Yesterday, I wrote of a whimsical journey back in time, courtesy of discoveries made during a tidy of my mother’s garage.
Not only did this unearthing of books and effects from my childhood take me back to my youth, it also exposed me to giant spiders, a hitherto unexplored toolbox that once belonged to my granddad, and a huge tub of chicken manure pellets.
God only knows how long this industrial size container, with it’s contents sourced from the collective bottoms of domestic fowl, had stood in the corner of their garage. My late dad had purchased the chicken poo as soil nutrition for his garden borders sometime after 1989 (when they moved into the house), but I’m unable to pinpoint exactly when……. Detail that I’m not inquisitive enough to acquire by having the poultry excrement carbon dated. Even if that is possible!
Upon opening the tub, which had laid clandestinely under my dad’s tool box, I had the conundrum of whether to scatter it’s contents into my mum’s borders, or just bin the pellets. After re-assuring myself chicken faeces surely won’t have a ‘best before date’, I plumped for scattering it onto the front and back garden soil.
Having spent the summer attempting to put a stop to local cats defecating in my parent’s gardens, the irony of me ending the horticultural season by filling the same area with chicken shit wasn’t lost on me.
I now wait with bated breath to see if my theory that fowl faeces doesn’t have a ‘best before date’ bears fruit…… Or at least flowers.
Knowing my luck the punt will backfire badly, meaning when I next visit chez Strachan senior all the plants (which I’ve loving cared for since March) will have withered and died.
If truth be told, while hoeing the chicken pellets into the soil, I started having misgivings whether my choice not to waste them was the right decision. However, at that point it was too late; particularly as the only regression option would be to manually pick up hundreds of rice grain sized pellets……. A choice I’d clearly no intention of adopting.
Opening my granddad’s toolbox was quite a disappointment. On releasing the catch to gain access to this large blue metallic vessel, my aspirations were to witness numerous tools from times of yore. Pre-mass steel production utensils, such as chisels, hammers and bradawls crafted from iron. Makeshift tools that not only elongated the workman’s task, but also disintegrated into a pile of rust at the first sign of a raincloud.

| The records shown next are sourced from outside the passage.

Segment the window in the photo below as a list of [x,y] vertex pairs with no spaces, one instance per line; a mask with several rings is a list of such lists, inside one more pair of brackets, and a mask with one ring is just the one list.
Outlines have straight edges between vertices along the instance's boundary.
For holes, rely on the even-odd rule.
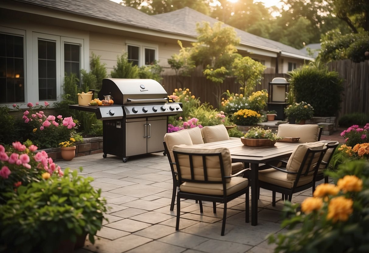
[[24,102],[24,37],[0,33],[0,101]]
[[292,71],[294,69],[297,69],[296,63],[295,62],[289,62],[288,63],[288,71]]
[[158,46],[134,41],[127,42],[127,59],[134,65],[152,65],[158,59]]
[[56,99],[56,44],[38,40],[38,99]]
[[138,66],[139,54],[139,47],[128,45],[127,46],[127,60],[128,62],[132,62],[133,66]]

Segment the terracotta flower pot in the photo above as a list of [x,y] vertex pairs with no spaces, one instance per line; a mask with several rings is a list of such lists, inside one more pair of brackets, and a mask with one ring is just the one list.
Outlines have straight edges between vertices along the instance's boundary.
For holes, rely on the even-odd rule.
[[70,161],[74,158],[76,153],[76,146],[61,148],[62,157],[66,161]]

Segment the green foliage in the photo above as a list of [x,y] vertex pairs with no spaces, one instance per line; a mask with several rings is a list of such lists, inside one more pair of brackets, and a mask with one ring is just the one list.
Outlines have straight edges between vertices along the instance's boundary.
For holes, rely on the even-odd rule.
[[[20,252],[51,252],[65,240],[93,235],[102,226],[106,200],[93,180],[66,169],[64,176],[20,186],[11,199],[0,206],[0,243]],[[54,239],[50,240],[50,236]]]
[[314,116],[335,115],[341,106],[342,80],[319,62],[310,62],[289,73],[295,101],[306,101],[314,107]]
[[369,122],[369,115],[363,112],[352,112],[345,114],[338,119],[340,126],[348,127],[353,125],[364,125]]
[[321,40],[318,56],[324,62],[351,59],[355,62],[368,59],[365,53],[369,51],[369,32],[342,35],[332,31]]
[[250,95],[256,84],[261,84],[263,73],[266,68],[248,56],[235,59],[232,67],[233,74],[241,85],[244,95]]
[[138,67],[128,61],[127,55],[127,53],[123,53],[117,57],[117,66],[114,66],[111,72],[112,78],[139,78]]
[[100,90],[103,84],[103,79],[106,78],[106,63],[102,63],[100,61],[100,56],[97,56],[92,53],[92,57],[90,61],[91,73],[96,77],[95,90]]

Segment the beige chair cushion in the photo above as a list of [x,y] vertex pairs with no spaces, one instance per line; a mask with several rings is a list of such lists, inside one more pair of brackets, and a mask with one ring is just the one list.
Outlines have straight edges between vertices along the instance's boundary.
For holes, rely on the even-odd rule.
[[[300,169],[303,160],[304,159],[304,157],[306,153],[308,148],[320,149],[323,148],[325,145],[325,144],[323,142],[309,142],[299,145],[293,150],[292,155],[291,155],[291,156],[288,159],[288,162],[287,162],[287,164],[286,165],[286,170],[287,171],[297,172]],[[320,155],[320,153],[316,153],[315,155],[311,167],[309,169],[309,170],[316,165],[317,163],[318,162],[318,160],[319,160]],[[303,173],[307,169],[307,167],[306,166],[303,169],[302,173]],[[311,174],[312,178],[313,174],[313,170],[312,171],[311,173],[309,172],[309,174]],[[287,178],[290,181],[294,180],[296,179],[296,174],[288,174]]]
[[277,136],[282,137],[300,137],[301,143],[318,141],[319,126],[315,124],[297,125],[281,124],[278,126]]
[[187,129],[187,131],[190,134],[190,137],[191,137],[193,144],[196,145],[204,143],[203,135],[201,134],[201,129],[198,126]]
[[[293,186],[295,180],[288,178],[287,175],[287,173],[279,171],[274,169],[268,169],[259,171],[259,180],[263,182],[286,188],[291,188]],[[310,183],[313,180],[313,176],[300,177],[297,186],[300,186]]]
[[[175,145],[180,145],[184,144],[191,146],[192,145],[192,141],[191,139],[191,136],[188,131],[186,129],[183,129],[175,132],[173,133],[167,133],[164,136],[164,140],[166,145],[166,147],[169,151],[169,155],[172,162],[175,162],[174,156],[172,151],[173,146]],[[168,154],[167,154],[167,155]],[[175,171],[177,171],[177,167],[173,166]]]
[[[230,181],[225,184],[227,195],[236,193],[248,186],[246,178],[239,177],[232,177]],[[185,182],[179,187],[180,190],[187,193],[193,193],[210,195],[223,195],[222,184],[204,184]]]
[[227,129],[223,124],[204,126],[201,129],[201,132],[205,143],[230,139]]
[[[231,155],[228,149],[225,148],[197,148],[196,145],[192,146],[184,145],[175,145],[173,150],[179,152],[199,154],[213,154],[220,153],[224,170],[224,176],[231,175],[232,169]],[[190,159],[189,156],[185,155],[178,155],[178,162],[181,169],[181,176],[183,179],[191,179]],[[218,156],[208,156],[206,157],[207,173],[208,180],[213,181],[222,181],[220,164]],[[196,180],[204,180],[204,166],[203,157],[200,156],[193,157],[193,163],[194,167],[194,179]],[[178,164],[177,164],[177,166]],[[227,181],[230,181],[228,179]]]

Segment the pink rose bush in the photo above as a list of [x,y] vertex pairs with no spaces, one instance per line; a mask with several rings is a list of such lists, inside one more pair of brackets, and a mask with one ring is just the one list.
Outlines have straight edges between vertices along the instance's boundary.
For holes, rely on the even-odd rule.
[[[25,111],[22,117],[29,131],[25,136],[27,138],[41,149],[57,148],[59,143],[71,138],[77,141],[82,138],[76,131],[79,125],[77,120],[71,117],[63,118],[61,115],[47,116],[44,110],[48,109],[49,104],[46,101],[44,104],[44,106],[38,103],[34,106],[31,103],[27,104],[29,110]],[[13,107],[15,109],[19,107],[14,104]]]
[[5,200],[4,193],[39,180],[45,172],[63,175],[47,153],[36,152],[37,149],[29,141],[24,144],[15,142],[8,146],[0,145],[0,203]]

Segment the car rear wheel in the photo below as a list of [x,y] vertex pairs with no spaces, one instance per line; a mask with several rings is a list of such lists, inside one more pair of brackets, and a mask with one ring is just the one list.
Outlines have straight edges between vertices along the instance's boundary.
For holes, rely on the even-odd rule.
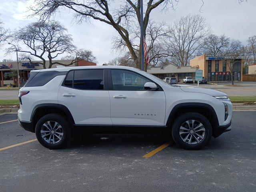
[[64,117],[57,114],[42,117],[36,124],[35,132],[39,142],[50,149],[66,146],[71,138],[70,124]]
[[211,124],[204,116],[197,113],[187,113],[174,122],[172,134],[174,142],[185,149],[197,150],[206,146],[212,134]]

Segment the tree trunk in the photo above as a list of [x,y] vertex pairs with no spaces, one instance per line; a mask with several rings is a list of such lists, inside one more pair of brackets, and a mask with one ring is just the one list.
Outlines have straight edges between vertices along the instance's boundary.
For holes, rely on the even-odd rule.
[[234,77],[233,76],[233,71],[230,72],[230,75],[231,75],[231,82],[232,82],[232,85],[234,85]]
[[46,67],[45,67],[45,60],[43,60],[43,68],[44,68],[44,69],[46,69]]

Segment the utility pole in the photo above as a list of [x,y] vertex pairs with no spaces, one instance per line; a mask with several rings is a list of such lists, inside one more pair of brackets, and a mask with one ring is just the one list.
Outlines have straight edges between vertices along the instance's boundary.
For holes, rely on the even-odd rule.
[[16,47],[16,46],[15,46],[13,44],[11,43],[8,43],[8,44],[9,44],[9,45],[12,45],[13,46],[14,46],[14,47],[15,48],[15,49],[16,50],[16,56],[17,57],[17,75],[18,76],[18,87],[19,88],[19,90],[20,89],[20,74],[19,73],[19,61],[18,61],[18,50],[17,49],[17,48]]
[[143,1],[140,0],[140,44],[141,45],[141,70],[144,70],[144,31],[143,24]]

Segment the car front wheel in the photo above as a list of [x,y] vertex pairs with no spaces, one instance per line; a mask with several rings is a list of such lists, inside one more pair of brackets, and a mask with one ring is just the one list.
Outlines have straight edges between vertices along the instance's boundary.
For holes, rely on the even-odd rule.
[[50,114],[42,117],[36,126],[36,135],[39,142],[50,149],[64,148],[69,143],[71,129],[63,116]]
[[190,112],[178,117],[174,122],[172,134],[174,142],[185,149],[197,150],[206,146],[212,130],[208,120],[200,114]]

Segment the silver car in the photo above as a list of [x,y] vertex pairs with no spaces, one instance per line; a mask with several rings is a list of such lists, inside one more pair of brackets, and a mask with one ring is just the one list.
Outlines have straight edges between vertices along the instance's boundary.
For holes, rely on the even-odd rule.
[[170,78],[170,84],[177,84],[178,81],[177,79],[175,77],[172,77]]

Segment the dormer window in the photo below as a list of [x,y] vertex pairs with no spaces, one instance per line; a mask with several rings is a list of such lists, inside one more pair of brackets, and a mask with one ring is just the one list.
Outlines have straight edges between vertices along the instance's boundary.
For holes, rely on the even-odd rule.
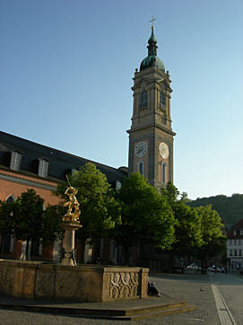
[[141,93],[141,102],[140,102],[140,107],[141,109],[143,109],[143,108],[146,108],[147,107],[147,101],[148,101],[148,99],[147,99],[147,92],[146,91],[143,91],[142,93]]
[[118,190],[121,189],[121,182],[119,180],[116,180],[116,189]]
[[164,92],[161,92],[161,95],[160,95],[160,104],[161,104],[161,106],[165,106],[165,93],[164,93]]
[[22,154],[17,151],[11,153],[10,169],[19,171],[21,169]]
[[39,160],[38,175],[46,178],[48,174],[48,162],[46,159]]

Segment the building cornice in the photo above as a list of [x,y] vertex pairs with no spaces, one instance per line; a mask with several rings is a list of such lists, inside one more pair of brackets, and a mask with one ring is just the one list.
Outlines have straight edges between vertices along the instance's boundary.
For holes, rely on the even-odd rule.
[[48,190],[51,190],[51,191],[56,189],[56,186],[55,186],[55,185],[45,184],[40,181],[36,181],[36,180],[32,180],[30,179],[27,180],[27,179],[23,179],[21,177],[5,174],[4,172],[0,172],[0,180],[7,180],[7,181],[11,181],[13,183],[18,183],[18,184],[22,184],[22,185],[26,185],[26,186],[31,186],[34,188],[48,189]]
[[126,130],[126,132],[130,134],[130,133],[135,132],[137,130],[143,130],[143,129],[151,128],[151,127],[160,128],[161,130],[162,130],[162,131],[164,131],[166,133],[169,133],[171,136],[176,136],[175,132],[173,132],[169,128],[167,128],[167,127],[164,127],[161,126],[158,123],[147,124],[147,125],[144,125],[144,126],[142,126],[142,127],[133,127],[133,128],[130,128],[129,130]]

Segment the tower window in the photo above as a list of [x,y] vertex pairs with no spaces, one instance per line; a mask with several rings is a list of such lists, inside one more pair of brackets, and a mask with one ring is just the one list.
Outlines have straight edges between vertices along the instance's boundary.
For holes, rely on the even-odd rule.
[[166,174],[167,174],[167,163],[166,163],[166,162],[162,162],[162,163],[161,163],[161,181],[162,181],[163,183],[166,183],[166,182],[167,182]]
[[165,106],[165,94],[163,92],[161,92],[160,95],[160,103],[161,106]]
[[137,171],[141,173],[141,175],[143,175],[143,162],[140,162],[137,164]]
[[48,177],[48,162],[46,159],[39,159],[38,175],[39,177],[46,178]]
[[147,107],[147,92],[146,91],[143,91],[142,93],[141,93],[141,102],[140,102],[140,107],[141,109],[143,108],[146,108]]
[[22,155],[17,151],[13,151],[11,153],[11,162],[10,162],[10,169],[12,171],[20,171],[21,169],[21,160]]

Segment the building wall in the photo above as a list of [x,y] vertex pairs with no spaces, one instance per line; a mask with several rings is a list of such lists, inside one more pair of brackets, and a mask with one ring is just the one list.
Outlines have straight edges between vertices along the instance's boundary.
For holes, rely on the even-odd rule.
[[59,201],[57,197],[52,195],[56,186],[57,183],[54,181],[0,169],[0,199],[2,201],[6,200],[10,195],[17,198],[27,189],[32,189],[44,199],[45,206],[55,205]]

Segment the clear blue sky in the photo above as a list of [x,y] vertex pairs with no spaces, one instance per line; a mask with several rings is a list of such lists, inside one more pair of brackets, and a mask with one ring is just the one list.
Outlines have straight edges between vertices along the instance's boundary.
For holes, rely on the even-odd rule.
[[0,128],[127,166],[132,78],[155,15],[169,70],[174,182],[242,193],[242,0],[0,0]]

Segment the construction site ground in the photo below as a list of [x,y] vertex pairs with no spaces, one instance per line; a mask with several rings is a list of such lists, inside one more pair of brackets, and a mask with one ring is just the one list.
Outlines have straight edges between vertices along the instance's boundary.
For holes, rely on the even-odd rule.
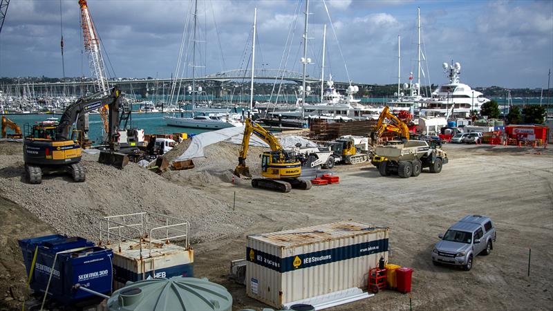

My hopes of confronting old school utensils were dashed when, upon accessing the metal box, it’s top compartment bore numerous different sized stainless steel spanners. I’m unsure what the collective noun for a congregation of spanners is (although I’m pretty sure it isn’t a congregation). however, what my eyes were currently witnessing was it.
Being a mischievous character, if my grandfather was still with us, he’d no doubt spin me some yarn the spanners were used to tighten Orson Wells bicycle seat. Or perhaps that they were formerly owned by Lord Harewood’s plumber in the 1960’s.
As kids, granddad Jack would tease my brother Ian and I relentlessly. One trick that springs to mind was when (with slight of hand) he’d pretended to pull coins from our ear. This fascinated our Ian who’d spend ages as a young boy attempting to mimic our forefather’s stunt.
Unfortunately for our kid, he never quite perfected it, meaning regular A&E trips to have coins removed from his ear. In fact, at one point Ian was no more than a human money box; on one occasion managing to retrieve enough money from his lugs to buy a new Leeds United shirt.
My bro was forced to stop this shortly afterwards, the consequence of our parents decision to stop his pocket money. They, not unreasonably, mooted that by starving our kid of the ear bound coinage he’d not be able to undertake this potentially harmful pastime.
This strategy backfired on my mum and dad, though, as bereft of coins our Ian returned to his other hobby of smashing house ornaments during games of indoor football. A pastime that cost them far more financially than the outlay of his weekly pocket money.